On the issue of the cost of compliance, Aegon pensions director, Steven Cameron, commented that most trustees “will need expert help in the assessment from employee benefit consultants”, adding that he believed that “three yearly rather than annual reviews would be more proportionate”.

Barnett Waddingham head of DC, Mark Futcher, was more positive as he pointed out that it would not just be small schemes being pressured to offer good value and argued that “the new proposals set out by the DWP will give trustees the impetus to drive more value for members and be more transparent about the outcomes”.

He continued: “For many, this may mean transferring their scheme into a master trust to take advantage of better investment opportunities and offer more cost-effective governance. For others it will present the opportunity to bring tangible initiatives to schemes already being well run.”
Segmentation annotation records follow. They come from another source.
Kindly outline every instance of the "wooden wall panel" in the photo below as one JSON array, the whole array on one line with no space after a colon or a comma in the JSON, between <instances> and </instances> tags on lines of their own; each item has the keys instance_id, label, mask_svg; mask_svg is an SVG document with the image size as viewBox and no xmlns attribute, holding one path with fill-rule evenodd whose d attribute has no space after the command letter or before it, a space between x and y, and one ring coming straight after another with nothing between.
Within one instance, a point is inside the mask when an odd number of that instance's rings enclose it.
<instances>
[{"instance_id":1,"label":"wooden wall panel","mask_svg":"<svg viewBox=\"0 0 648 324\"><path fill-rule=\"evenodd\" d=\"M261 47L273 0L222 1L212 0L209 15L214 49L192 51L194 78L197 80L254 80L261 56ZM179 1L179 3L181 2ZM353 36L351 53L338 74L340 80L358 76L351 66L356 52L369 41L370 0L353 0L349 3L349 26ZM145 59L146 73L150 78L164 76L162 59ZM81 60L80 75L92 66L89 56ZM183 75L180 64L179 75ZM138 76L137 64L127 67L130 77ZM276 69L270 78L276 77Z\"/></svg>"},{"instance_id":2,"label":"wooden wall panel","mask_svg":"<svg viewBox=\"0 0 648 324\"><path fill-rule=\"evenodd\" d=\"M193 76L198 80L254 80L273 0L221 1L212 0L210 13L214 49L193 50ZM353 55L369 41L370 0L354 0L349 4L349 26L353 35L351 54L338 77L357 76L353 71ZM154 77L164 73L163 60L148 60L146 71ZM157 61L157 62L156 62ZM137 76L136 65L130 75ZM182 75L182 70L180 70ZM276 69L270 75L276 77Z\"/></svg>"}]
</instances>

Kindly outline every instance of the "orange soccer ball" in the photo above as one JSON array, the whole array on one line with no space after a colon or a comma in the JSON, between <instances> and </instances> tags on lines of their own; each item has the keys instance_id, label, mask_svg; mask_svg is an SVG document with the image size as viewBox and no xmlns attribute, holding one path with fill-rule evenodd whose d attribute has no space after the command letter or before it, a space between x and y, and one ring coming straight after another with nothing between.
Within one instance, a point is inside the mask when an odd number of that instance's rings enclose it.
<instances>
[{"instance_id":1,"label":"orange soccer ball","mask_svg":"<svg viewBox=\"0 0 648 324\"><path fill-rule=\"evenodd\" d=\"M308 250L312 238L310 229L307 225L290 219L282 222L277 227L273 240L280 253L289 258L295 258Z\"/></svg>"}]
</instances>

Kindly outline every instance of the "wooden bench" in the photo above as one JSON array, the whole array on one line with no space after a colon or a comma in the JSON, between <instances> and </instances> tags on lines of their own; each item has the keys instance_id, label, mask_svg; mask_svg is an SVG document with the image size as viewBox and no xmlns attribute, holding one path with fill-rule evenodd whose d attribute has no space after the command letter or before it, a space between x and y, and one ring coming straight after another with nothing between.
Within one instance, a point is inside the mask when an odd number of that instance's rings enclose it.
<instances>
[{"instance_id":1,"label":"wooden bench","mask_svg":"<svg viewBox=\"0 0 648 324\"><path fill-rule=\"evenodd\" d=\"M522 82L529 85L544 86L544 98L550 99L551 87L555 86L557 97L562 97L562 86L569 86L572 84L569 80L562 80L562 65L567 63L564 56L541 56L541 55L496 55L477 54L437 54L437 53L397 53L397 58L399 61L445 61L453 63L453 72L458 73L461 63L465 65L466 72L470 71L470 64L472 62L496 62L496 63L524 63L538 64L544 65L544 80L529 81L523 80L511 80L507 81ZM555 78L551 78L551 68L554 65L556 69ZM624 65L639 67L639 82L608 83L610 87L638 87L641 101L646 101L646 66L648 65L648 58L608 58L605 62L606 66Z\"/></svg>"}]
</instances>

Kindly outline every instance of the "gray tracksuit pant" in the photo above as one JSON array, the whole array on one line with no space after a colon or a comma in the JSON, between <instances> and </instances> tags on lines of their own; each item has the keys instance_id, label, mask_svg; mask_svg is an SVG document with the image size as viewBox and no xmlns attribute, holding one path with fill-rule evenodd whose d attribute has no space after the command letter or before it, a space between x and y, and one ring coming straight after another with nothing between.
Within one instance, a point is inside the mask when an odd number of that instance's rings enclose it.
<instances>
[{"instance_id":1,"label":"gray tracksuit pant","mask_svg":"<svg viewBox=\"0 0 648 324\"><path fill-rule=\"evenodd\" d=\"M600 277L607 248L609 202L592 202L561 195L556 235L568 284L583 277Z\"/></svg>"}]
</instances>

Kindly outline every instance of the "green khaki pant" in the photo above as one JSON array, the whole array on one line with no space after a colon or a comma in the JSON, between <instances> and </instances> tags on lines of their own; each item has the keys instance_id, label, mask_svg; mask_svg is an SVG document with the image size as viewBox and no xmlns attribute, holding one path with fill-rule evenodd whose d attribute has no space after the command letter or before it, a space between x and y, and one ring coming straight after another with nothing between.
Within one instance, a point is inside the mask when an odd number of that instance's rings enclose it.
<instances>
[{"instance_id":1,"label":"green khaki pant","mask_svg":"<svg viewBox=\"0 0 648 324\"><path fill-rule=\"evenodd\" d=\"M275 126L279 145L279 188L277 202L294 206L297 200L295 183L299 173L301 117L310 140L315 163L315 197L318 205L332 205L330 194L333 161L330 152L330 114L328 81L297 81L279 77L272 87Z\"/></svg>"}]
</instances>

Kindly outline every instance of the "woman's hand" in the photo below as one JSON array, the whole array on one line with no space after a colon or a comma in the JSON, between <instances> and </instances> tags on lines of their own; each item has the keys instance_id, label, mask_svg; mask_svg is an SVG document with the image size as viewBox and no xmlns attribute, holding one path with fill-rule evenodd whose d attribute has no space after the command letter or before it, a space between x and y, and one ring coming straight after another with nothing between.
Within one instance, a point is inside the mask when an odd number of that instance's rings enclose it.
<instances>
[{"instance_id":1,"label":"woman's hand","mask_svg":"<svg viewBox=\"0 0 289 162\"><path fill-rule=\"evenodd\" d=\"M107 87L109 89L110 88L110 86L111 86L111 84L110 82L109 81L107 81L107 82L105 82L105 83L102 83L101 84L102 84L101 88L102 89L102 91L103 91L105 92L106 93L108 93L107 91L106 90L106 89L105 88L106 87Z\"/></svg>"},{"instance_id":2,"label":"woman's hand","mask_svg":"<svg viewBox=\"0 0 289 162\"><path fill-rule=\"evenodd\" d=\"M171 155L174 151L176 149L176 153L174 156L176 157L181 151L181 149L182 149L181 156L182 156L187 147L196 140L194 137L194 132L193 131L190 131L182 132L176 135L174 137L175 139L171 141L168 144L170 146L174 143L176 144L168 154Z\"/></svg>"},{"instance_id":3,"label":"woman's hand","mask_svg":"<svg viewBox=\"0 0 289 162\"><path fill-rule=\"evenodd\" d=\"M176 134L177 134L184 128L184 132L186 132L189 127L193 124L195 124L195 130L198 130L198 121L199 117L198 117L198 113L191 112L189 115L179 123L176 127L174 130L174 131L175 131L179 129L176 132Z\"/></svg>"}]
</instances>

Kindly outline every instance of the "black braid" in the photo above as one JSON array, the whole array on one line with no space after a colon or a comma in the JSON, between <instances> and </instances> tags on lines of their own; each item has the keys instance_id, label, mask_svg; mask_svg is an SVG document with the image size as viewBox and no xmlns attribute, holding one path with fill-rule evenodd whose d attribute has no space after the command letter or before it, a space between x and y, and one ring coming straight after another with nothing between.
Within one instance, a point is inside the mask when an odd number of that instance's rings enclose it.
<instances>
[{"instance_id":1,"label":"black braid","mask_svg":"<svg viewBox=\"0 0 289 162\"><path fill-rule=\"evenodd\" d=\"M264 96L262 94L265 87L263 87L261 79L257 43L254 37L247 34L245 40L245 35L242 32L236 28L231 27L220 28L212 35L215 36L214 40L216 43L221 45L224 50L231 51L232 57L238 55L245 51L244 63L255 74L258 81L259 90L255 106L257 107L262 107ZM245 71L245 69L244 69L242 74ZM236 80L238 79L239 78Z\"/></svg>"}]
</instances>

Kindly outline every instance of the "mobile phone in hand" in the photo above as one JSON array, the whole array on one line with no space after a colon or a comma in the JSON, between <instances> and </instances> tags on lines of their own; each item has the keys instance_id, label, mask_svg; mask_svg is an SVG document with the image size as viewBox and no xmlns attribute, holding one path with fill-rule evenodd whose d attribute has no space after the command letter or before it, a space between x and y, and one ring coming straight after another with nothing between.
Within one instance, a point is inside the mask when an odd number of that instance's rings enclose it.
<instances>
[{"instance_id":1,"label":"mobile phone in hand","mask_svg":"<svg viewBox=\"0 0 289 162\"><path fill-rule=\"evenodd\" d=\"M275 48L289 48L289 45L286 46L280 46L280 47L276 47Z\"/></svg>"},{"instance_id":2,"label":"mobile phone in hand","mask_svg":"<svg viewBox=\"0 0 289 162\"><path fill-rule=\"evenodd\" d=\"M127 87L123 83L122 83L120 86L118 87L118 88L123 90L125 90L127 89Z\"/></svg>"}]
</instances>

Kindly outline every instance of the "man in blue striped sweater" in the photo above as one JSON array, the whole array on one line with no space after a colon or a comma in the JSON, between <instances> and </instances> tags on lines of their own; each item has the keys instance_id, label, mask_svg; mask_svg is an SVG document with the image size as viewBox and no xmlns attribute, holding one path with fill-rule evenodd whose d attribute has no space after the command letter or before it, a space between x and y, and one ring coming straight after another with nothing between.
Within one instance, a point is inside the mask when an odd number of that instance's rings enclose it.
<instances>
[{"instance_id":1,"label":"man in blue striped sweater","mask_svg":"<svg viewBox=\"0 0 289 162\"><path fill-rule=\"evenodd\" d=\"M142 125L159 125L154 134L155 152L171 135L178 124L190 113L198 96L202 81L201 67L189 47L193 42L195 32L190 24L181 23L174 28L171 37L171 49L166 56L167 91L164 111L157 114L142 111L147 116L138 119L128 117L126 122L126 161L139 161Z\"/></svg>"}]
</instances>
Crockford was concerned that things would not be quite so equal under the new proposals, worrying that the requirements could lead to “a two-tier ‘value for member’ system – one that is more stringent for schemes less than £100m and less stringent for larger schemes where more member money is at risk”.

He added: “Again, it will only be smaller schemes who may be unfairly scrutinised and penalised by the proposal. If these practical challenges can be overcome, then the proposed changes will be an important step towards improving outcomes for members.”

Whatever the result of the consultation, Futcher encouraged trustees and employers to “take action now to seek the best options for members”, adding that “as well as getting ahead of regulatory changes, there’ll be an added benefit of avoiding inevitable capacity issues down the line as trustees and employers rush to seek out the best providers and advisers”.

Cameron concluded: “It’s positive to see the government recognise the important role pension scheme investments play in supporting the UK economy. This consultation removes barriers to allow the largest pension schemes to invest in illiquid investments and while this is a worthwhile aim, it mustn’t take priority over the trustees’ key duty to protect member interests.”